Epigenetic changes are increasingly appreciated as a correlate and a possible driver of the aging process (Kane and Sinclair 2019). Epigenetic markers of biological age based on specific GpG island DNA methylation patterns have provided a clock by which to estimate chronological and biological age in animals and humans (Horvath 2013; Horvath and Raj 2018). Global downregulation of DNA methylation is associated with frailty both cross-sectionally and longitudinally (Bellizzi et al. 2012) and decreased CpG island methylation is also associated with frailty (Collerton et al. 2014). Two studies have reported an association between the DNA methylation clock developed by Horvath and frailty (Breitling et al. 2016; Gale et al. 2018). Furthermore phosphorylated H2A histone family member X (γH2AX), a marker of DNA damage, was also shown to be related to frailty in a recent cross-sectional study (Valdiglesias et al. 2019).

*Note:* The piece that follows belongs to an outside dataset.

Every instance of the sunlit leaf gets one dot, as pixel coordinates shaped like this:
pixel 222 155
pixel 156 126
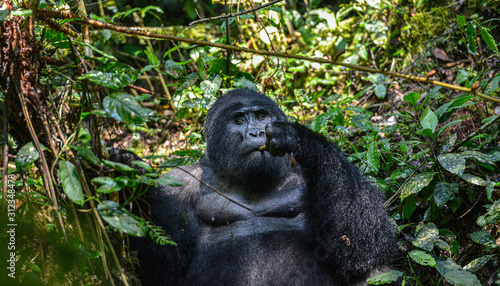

Research into the epigenetics of frailty will continue to grow over the next few years, not just for the identification of potential frailty biomarkers but also to help us understand potential underlying mechanisms of frailty and aging.
2.8. Limitations of frailty biomarker studies
Despite progress in identifying biomarkers of frailty in recent years, some major limitations remain. Some of the biggest problems in the field are that associations are not always reproduced across different populations, rarely is the predictive value of biomarkers explored in longitudinal clinical studies, and even more rarely are they investigated in regards to their ability to evaluate the response to an intervention. This is not specific to frailty biomarkers, however, and is a feature of the entire biomarkers field, with the US National Institutes of Health (NIH) recently highlighting that biomarker development lags behind therapeutics in all areas (Brady 2014).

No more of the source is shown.